First, switch to a simple territorial regime (where income only faces local taxes) from the current worldwide regime. As described above, the current system is generating little revenue and causing numerous distortions. Moreover, taxing only profits earned within one’s borders, rather than globally, has a sound theoretical justification. Worldwide regimes with credits for foreign taxes paid were historically motivated by the intuition that foreign direct investment involves one-for-one substitution between domestic and foreign destinations and that productivity differences across firms don’t exist. Under these conditions, a worldwide regime ensures that investment is only guided by pretax factors. In fact, several decades of scholarship on multinational firms has highlighted that heterogeneity in firm productivity is central and the research mentioned above suggests that foreign and domestic activity can be complementary. With these conditions, it becomes much more desirable that tax systems leave the identity of owners unchanged to ensure that the most productive firms flourish, a result ensured if local taxes are the only taxes faced by firms. Efforts to incorporate alternative minimum taxes within territorial regimes should be avoided as they are effectively backdoors to a worldwide system.
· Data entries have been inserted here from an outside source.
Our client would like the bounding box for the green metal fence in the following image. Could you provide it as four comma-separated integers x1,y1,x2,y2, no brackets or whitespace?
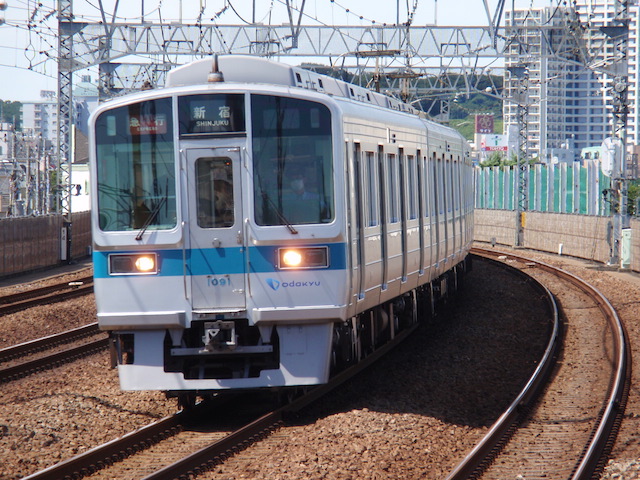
475,161,611,216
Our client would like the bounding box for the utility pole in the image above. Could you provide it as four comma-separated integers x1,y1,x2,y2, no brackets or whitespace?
56,0,74,261
600,0,629,268
507,65,529,247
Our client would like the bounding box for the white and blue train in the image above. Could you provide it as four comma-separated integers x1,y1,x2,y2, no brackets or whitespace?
90,55,473,395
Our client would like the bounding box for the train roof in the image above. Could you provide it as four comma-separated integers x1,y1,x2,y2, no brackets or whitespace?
165,55,419,115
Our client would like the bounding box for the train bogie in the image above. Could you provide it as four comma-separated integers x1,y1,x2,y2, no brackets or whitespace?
90,56,473,391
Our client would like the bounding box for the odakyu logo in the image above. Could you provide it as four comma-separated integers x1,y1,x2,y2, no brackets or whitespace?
267,278,320,290
267,278,280,290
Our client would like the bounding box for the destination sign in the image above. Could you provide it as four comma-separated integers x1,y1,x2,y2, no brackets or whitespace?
178,94,245,135
129,114,167,135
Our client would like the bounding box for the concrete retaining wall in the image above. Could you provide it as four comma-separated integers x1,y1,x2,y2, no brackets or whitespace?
0,212,91,277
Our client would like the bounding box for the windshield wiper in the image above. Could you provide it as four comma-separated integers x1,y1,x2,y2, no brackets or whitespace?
136,197,167,241
262,192,298,235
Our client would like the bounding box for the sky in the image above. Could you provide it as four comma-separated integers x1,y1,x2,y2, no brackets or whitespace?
0,0,558,102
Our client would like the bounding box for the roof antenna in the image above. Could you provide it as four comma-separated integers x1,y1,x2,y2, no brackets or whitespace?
207,54,224,83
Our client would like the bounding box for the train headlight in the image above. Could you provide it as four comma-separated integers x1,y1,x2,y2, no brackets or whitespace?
278,247,329,269
135,255,156,273
109,253,158,275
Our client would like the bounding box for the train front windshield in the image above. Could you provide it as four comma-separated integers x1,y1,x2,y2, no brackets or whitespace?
95,98,177,231
251,95,334,225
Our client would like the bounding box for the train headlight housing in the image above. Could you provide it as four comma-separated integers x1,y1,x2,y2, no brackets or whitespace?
278,247,329,270
109,253,158,275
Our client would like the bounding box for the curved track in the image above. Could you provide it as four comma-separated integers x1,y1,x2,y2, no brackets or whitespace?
0,276,93,316
21,316,417,480
448,249,631,480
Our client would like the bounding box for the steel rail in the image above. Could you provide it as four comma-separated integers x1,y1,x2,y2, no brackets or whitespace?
446,248,561,480
0,322,100,363
447,248,631,480
17,316,417,480
0,275,93,304
0,283,93,315
143,324,418,480
0,338,109,383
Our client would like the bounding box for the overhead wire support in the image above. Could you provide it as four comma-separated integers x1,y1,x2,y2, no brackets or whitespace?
600,0,630,268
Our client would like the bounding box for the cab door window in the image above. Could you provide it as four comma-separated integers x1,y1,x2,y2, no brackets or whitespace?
196,157,235,228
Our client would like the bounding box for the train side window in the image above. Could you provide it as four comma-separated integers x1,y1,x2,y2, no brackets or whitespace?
431,152,440,217
251,95,335,226
387,153,400,223
407,155,418,220
364,152,380,227
196,157,234,228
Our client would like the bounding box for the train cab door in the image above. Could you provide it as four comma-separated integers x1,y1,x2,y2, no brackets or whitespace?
185,147,246,313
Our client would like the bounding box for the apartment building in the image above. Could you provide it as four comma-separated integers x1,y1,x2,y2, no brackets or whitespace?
503,0,640,163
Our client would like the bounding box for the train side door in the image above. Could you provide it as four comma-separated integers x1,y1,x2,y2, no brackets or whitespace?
186,147,246,313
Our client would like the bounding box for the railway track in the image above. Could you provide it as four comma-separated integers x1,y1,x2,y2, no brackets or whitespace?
447,249,631,480
0,323,109,383
0,275,93,316
25,326,417,480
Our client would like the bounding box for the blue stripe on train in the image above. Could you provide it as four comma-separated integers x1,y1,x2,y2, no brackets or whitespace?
93,243,347,278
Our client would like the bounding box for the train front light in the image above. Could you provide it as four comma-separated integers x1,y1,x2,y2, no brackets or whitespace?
278,247,329,269
109,253,158,275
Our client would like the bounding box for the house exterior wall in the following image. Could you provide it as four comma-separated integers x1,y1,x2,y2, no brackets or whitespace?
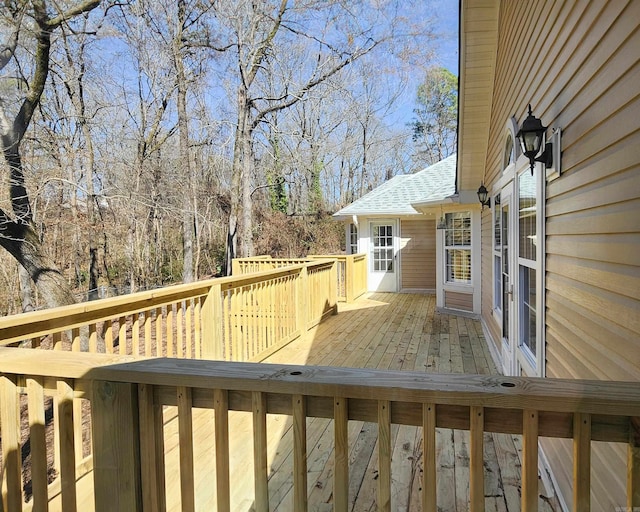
481,0,640,510
400,219,436,290
345,216,436,291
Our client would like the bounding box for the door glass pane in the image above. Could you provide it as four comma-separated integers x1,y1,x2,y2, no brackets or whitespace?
502,204,510,339
518,171,537,261
520,265,537,357
372,225,393,272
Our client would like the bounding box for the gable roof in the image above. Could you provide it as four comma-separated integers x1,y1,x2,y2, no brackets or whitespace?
333,154,456,218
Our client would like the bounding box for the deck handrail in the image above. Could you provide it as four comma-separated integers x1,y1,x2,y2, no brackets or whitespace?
0,260,336,360
0,348,640,512
232,253,367,303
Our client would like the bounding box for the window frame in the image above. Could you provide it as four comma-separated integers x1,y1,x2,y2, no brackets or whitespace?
514,161,546,377
443,211,474,287
347,222,360,254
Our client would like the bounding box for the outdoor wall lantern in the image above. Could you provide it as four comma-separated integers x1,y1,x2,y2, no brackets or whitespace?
516,104,553,176
478,183,491,210
436,205,447,229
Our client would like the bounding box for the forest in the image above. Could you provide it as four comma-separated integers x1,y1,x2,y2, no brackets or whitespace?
0,0,457,315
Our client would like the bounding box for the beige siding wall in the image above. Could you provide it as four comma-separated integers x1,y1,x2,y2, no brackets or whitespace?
400,219,436,290
482,0,640,510
444,291,473,311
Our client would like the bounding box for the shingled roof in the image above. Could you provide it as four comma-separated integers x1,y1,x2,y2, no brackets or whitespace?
333,154,456,218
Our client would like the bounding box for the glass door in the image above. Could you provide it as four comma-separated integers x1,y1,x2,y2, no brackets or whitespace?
370,221,397,292
499,183,518,375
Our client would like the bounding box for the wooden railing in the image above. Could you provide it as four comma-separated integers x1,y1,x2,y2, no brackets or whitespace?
0,348,640,512
0,260,336,361
232,253,367,303
0,261,336,511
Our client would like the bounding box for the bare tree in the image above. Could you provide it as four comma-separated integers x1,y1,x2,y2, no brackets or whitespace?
211,0,410,268
411,67,458,164
0,0,100,307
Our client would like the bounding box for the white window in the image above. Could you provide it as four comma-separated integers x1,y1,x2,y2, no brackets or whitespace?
493,194,507,315
444,212,471,284
347,224,358,254
518,168,539,365
371,224,394,272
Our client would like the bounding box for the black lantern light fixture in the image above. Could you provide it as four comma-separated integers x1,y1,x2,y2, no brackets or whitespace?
516,104,553,175
436,205,447,229
478,183,491,209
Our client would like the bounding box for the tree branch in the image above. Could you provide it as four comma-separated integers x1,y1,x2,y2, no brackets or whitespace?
251,41,382,129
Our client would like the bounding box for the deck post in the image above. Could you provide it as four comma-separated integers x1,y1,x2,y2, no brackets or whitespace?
627,418,640,510
200,284,223,359
0,375,22,510
344,254,355,304
91,381,142,512
296,265,310,338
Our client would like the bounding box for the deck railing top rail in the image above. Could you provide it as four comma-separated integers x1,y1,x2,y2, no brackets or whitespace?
0,348,640,417
0,261,332,346
0,348,640,512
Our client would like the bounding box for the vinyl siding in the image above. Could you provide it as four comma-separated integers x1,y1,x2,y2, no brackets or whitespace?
482,0,640,510
400,219,436,290
444,291,473,311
Second, drop the corporate rate to 16 to 18 percent to ensure that we are within the norm of OECD rates for the foreseeable future. Such a reduction will sharply limit unproductive profit relocation activity motivated by large statutory rate differences. Of course, these first two changes will cost us tax revenue. The corporate tax is not a great tax relative to other fiscal tools, but I still think it’s important to fund these changes within the context of business income. Two additional changes will accomplish that in a productive way.
Third, corporations that pay the corporate tax (so-called C-Corps) now represent less than half of all business income, down from over 80 percent in the late 1980s. There has been tremendous growth in pass-through entities as legal and financial engineers have figured out ways a) to shoehorn partnerships into the requirements for publicly listed companies and b) to divide corporate income into operating income and property income to avail themselves of pass-through entities. As a result, corporate taxes are increasingly paid only by publicly listed multinational companies and there is a large untaxed business base. Charging a relative modest tax on these entities would level the playing field across organizational forms and raise considerable revenue.
Fourth, aligning the way firms report profits to capital markets and tax authorities would both raise considerable revenue and restore credibility to the corporate tax system. We have a parallel universe for reporting profits to tax authorities which, unsurprisingly, means that it is not uncommon for some of our best-known firms to routinely report large profits to capital markets while reporting limited profitability to tax authorities. Ultimately, the economic position of shareholders and tax authorities are the same — they are claimants on pretax corporate profits. Ensuring a relatively common notion of profits that piggybacks on the considerable advances made by the accounting profession will raise revenue and make it less likely that corporations are seen to be paying limited taxes while reporting considerable profits to shareholders.
As I said, I’m optimistic — these inversion transactions will hopefully highlight just how broken things are and that’s the first step in getting to a better system.